Container mit Hilfsgütern startet Reise nach Mali

St Wendel · Fleißig haben die Menschen den Afrika-Container des Rotary Clubs St. Wendel-Stadt gefüllt. Dieser soll nun auf die reise nach Mali starten. Zuvor gibt es noch ein Abschiedsfest am 5. September.

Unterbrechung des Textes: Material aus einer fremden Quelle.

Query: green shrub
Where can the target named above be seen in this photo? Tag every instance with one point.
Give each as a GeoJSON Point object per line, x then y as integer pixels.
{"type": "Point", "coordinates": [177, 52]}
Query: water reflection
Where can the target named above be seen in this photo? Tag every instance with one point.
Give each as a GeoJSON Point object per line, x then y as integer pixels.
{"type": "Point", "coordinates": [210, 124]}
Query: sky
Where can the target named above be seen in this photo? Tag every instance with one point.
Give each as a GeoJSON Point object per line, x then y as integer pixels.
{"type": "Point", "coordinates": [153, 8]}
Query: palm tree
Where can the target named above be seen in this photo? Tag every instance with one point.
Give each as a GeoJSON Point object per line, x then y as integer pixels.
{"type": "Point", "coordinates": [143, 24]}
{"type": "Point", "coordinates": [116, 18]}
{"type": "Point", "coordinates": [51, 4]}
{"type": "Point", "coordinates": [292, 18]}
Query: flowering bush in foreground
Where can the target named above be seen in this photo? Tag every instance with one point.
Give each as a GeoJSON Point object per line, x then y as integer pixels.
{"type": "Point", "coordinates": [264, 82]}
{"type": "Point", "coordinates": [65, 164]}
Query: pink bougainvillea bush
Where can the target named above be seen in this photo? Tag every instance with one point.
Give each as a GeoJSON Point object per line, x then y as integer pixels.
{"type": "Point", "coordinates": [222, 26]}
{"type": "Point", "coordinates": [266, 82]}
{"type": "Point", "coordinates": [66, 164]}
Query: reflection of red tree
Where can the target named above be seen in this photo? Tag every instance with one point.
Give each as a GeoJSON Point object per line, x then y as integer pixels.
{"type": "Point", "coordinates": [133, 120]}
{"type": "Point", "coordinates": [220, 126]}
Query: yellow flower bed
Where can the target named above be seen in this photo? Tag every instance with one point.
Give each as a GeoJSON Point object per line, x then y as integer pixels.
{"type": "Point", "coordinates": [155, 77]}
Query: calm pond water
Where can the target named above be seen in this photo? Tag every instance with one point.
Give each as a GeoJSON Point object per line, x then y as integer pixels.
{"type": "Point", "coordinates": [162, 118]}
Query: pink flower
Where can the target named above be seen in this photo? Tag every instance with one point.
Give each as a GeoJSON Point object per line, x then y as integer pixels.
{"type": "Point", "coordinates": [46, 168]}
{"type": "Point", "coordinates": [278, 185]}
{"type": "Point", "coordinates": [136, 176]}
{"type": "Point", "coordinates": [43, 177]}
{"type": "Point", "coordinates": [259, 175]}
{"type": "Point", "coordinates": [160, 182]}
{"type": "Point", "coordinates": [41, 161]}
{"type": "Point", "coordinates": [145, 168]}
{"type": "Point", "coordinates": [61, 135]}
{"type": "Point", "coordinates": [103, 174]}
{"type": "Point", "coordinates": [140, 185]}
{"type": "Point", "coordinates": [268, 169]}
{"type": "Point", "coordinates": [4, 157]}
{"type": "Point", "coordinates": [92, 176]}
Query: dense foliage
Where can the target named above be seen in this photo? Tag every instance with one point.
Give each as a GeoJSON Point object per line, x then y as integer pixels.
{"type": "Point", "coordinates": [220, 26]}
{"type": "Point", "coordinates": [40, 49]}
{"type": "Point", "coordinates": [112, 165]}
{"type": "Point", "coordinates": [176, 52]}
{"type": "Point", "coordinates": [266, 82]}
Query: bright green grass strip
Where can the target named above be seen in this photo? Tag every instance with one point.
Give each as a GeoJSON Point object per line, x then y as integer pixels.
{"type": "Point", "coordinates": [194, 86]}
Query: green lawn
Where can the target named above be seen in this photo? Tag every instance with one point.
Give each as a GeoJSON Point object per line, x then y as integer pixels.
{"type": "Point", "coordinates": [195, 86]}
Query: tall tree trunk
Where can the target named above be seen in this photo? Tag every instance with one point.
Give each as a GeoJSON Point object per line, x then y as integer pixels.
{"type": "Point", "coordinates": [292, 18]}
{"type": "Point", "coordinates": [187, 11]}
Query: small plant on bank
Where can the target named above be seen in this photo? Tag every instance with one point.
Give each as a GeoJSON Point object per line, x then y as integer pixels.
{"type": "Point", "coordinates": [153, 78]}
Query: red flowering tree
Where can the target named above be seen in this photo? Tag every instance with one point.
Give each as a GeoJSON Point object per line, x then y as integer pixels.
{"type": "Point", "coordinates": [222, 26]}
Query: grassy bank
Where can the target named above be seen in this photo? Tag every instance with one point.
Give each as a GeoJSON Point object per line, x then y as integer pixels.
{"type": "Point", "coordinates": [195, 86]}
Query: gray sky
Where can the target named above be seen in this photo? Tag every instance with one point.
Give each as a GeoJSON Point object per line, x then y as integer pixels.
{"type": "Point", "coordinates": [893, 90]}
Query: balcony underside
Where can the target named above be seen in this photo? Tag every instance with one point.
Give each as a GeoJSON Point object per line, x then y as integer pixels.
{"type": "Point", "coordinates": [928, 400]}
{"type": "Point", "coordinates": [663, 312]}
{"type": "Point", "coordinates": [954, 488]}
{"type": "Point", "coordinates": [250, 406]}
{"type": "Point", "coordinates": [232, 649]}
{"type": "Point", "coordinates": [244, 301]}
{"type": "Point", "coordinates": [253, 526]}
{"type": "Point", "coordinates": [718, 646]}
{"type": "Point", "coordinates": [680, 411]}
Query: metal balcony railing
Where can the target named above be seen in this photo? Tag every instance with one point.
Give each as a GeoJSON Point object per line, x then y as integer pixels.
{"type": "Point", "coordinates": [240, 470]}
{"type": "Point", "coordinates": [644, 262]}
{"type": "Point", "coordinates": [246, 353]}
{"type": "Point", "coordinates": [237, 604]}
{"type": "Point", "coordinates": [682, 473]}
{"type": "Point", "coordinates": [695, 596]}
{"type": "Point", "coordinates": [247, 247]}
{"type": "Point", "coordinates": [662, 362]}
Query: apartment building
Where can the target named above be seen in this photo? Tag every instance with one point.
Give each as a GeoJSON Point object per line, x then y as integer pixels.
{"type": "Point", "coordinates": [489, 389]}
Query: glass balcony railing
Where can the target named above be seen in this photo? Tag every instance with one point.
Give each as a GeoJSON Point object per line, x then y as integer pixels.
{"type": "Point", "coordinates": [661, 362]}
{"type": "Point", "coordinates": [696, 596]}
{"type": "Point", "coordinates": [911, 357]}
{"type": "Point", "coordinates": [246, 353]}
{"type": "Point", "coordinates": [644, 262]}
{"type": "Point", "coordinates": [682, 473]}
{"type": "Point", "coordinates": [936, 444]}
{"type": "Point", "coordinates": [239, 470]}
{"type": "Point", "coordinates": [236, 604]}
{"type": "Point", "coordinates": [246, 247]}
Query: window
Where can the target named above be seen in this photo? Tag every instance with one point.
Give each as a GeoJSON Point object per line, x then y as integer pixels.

 Container voll Güter für Menschen in Mali. Foto: Rotary Club

Container voll Güter für Menschen in Mali. Foto: Rotary Club

Foto: Rotary Club

Angefangen hat alles mit einem verrosteten Container. Den haben Maria und Bernd Naumann aufgehübscht. Mit Inhalt gefüllt haben ihn viele Freiwillige. Bei der Sammelaktion "Ein Container für Afrika, ein Container für Mali" des Rotary Clubs St. Wendel-Stadt sind mehr als 400 Autoapotheken, 25 Computer, 25 Computerbildschirme, 30 französische Tastaturen und Computermäuse, Rollstühle, Rollatoren, 16 mechanische Nähmaschinen, sechs elektrische Nähmaschinen, Stoffe, Wolle, Nähgarne und vieles mehr zusammen gekommen (wir berichteten). Unter dem Motto "Adieu St. Wendel " wird am Samstag, 5. September, 10 bis 18 Uhr, ein Container-Abschiedsfest auf dem alten Kasernengelände, gegenüber der Firma Knapp gefeiert. Währenddessen informiert Familie Naumann über Mali und die Reise des Containers dorthin. Für diesen geht es zunächst von Hamburg aus mit dem Schiff nach Dakar im Senegal und dann mit der Bahn nach Bamako, der Hauptstadt von Mali. Hier wird er von Maria und Bernd Naumann in Empfang genommen, das Material für Koulikoro aussortiert und mit dem Laster weitertransportiert. Der Rest wird mit Unterstützung der deutschen Malihilfe im Land nach Bedarf verteilt.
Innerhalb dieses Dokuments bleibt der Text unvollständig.